During the follow-up period, after adjusting for traditional cardiovascular risk factors RA was independently associated with a significantly increased risk of CKD (adjusted hazard ratio [aHR] 1.31; 95% confidence interval [CI] 1.23–1.40) and glomerulonephritis (aHR 1.55; 95% CI 1.37–1.76). Increased risk of CKD was also associated with the use of non-steroidal anti-inflammatory drugs, cyclosporine, glucocorticoids, mycophenolate mofetil, and cyclophosphamide. Patients with comorbidities had even greater increased risk of CKD. Moreover, RA patients with concurrent CKD had significantly higher likelihood of developing ischemic heart disease and stroke.

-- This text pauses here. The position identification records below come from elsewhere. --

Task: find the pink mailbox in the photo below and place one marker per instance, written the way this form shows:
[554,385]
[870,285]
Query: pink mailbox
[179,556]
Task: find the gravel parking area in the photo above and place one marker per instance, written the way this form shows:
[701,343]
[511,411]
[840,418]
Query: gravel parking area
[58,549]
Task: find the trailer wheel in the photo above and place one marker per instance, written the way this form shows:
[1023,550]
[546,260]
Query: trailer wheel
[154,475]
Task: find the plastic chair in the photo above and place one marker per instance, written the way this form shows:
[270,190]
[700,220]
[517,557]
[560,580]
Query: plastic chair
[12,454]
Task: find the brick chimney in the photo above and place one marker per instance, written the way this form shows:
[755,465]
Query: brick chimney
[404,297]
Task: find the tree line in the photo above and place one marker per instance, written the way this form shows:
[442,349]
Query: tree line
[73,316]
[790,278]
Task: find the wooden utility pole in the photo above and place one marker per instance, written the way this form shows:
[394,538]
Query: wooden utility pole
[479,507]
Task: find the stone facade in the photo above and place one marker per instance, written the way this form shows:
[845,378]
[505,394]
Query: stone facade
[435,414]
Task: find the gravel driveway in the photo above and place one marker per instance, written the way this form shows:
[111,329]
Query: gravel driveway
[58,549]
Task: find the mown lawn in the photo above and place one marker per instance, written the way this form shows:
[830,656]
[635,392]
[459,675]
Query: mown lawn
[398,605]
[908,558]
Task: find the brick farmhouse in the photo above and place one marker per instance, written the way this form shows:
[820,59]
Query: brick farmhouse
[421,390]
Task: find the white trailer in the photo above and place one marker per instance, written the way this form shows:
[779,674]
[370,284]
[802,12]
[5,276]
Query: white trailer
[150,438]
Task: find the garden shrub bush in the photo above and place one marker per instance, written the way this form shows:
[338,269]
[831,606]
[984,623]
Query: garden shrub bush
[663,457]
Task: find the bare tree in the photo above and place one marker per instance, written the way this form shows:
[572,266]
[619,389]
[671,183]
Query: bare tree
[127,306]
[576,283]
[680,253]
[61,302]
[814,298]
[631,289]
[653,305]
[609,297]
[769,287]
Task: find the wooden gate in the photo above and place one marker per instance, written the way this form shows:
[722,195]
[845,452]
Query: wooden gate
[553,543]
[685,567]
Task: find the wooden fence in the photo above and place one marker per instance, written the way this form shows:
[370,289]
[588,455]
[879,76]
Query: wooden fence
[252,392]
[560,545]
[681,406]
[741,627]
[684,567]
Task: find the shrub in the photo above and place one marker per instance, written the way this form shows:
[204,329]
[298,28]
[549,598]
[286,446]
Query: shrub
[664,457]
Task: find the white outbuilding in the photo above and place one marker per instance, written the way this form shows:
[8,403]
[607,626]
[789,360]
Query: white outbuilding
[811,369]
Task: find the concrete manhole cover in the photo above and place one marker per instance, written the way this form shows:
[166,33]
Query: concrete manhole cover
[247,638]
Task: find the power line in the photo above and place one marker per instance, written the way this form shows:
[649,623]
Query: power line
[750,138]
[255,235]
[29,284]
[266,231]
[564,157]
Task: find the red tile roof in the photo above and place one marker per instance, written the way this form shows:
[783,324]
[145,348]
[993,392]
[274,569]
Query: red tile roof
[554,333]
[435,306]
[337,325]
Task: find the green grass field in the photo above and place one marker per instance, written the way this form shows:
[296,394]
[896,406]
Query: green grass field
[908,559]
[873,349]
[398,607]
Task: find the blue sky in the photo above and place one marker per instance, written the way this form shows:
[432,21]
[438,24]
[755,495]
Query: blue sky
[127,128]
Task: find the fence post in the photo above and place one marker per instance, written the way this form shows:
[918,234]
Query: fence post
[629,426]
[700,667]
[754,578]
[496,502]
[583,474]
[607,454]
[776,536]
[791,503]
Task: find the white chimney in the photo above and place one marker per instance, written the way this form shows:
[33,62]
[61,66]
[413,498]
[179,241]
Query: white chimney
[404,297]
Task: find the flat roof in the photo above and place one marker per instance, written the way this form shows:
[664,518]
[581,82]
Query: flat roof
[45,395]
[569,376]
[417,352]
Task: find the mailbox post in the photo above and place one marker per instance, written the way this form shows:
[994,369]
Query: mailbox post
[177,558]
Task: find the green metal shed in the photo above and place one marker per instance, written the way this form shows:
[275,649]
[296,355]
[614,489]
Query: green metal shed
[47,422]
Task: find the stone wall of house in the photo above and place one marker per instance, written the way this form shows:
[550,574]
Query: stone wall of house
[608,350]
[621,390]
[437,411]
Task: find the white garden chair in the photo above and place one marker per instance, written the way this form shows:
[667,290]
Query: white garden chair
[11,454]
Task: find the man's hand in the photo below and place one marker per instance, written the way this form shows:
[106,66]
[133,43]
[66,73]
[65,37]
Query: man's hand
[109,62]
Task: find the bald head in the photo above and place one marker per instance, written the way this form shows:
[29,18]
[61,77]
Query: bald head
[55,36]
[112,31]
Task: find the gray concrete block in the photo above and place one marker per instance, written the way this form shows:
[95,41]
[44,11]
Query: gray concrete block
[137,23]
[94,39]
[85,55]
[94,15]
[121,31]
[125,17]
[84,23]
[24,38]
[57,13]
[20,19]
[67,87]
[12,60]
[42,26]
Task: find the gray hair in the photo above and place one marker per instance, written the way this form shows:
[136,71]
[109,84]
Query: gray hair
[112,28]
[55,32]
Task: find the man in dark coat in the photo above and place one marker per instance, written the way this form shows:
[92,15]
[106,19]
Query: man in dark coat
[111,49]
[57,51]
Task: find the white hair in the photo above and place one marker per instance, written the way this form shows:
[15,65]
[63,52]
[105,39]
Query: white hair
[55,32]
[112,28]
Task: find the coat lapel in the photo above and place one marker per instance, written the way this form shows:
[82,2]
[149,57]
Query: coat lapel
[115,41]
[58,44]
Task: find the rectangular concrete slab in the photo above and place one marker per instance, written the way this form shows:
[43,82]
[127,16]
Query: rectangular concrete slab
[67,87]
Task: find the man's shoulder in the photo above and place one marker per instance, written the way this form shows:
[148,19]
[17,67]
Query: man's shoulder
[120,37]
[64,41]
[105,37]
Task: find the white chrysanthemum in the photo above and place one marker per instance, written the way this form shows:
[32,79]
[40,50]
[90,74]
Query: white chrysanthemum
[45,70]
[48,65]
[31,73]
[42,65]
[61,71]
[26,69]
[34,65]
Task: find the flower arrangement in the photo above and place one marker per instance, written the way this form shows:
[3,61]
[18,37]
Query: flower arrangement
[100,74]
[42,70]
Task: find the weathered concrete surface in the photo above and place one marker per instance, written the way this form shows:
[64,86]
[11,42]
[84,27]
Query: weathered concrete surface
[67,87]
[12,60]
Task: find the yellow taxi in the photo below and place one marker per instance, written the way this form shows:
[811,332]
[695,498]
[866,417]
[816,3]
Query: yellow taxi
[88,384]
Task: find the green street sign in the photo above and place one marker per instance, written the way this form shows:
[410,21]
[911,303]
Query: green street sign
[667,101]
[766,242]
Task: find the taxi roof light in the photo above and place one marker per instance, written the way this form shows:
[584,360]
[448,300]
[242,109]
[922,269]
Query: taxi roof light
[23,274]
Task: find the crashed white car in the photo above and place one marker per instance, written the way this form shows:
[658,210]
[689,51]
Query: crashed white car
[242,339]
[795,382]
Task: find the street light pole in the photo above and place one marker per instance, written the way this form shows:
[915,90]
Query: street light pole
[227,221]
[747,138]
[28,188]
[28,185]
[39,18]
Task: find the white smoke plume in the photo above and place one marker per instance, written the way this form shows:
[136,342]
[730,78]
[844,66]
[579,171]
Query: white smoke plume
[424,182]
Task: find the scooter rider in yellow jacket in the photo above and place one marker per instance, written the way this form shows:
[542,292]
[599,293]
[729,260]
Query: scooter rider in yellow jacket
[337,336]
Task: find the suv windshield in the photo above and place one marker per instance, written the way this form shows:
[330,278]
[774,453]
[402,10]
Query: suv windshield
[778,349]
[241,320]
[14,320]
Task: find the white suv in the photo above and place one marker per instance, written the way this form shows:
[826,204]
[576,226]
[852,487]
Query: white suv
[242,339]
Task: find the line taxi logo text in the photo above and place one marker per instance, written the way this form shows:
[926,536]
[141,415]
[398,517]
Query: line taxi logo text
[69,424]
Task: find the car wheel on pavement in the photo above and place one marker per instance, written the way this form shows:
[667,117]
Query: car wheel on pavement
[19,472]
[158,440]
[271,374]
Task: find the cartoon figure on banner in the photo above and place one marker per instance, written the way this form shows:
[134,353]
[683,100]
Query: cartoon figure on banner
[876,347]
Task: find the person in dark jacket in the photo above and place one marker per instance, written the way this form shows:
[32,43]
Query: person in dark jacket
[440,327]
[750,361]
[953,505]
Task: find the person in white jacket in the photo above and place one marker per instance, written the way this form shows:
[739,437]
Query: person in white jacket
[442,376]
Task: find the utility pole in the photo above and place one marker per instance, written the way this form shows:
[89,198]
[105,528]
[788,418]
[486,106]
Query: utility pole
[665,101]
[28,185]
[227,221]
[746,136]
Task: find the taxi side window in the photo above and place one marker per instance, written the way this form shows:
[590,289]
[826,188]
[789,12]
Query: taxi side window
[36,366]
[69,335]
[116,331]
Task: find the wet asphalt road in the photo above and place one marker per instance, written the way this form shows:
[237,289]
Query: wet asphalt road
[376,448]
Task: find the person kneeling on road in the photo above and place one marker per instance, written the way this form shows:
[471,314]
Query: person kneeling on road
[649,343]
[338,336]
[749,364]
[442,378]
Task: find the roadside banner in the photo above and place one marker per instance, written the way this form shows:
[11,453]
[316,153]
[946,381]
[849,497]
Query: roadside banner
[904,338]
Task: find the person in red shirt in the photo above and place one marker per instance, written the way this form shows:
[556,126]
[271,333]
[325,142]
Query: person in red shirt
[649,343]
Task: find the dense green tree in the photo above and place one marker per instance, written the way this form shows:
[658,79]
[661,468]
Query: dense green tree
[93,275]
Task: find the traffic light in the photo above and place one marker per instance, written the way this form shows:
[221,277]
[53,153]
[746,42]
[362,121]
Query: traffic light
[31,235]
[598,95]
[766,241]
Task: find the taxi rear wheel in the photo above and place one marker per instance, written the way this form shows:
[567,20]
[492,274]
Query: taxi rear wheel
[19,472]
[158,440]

RA patients had higher risk of developing CKD and glomerulonephritis, independent of traditional cardiovascular risk factors. Their increased risk of CKD may be attributed to glomerulonephritis, chronic inflammation, comorbidities, and renal toxicity of antirheumatic drugs. Careful monitoring of renal function in RA patients and tight control of their comorbid diseases and cardiovascular risk factors are warranted.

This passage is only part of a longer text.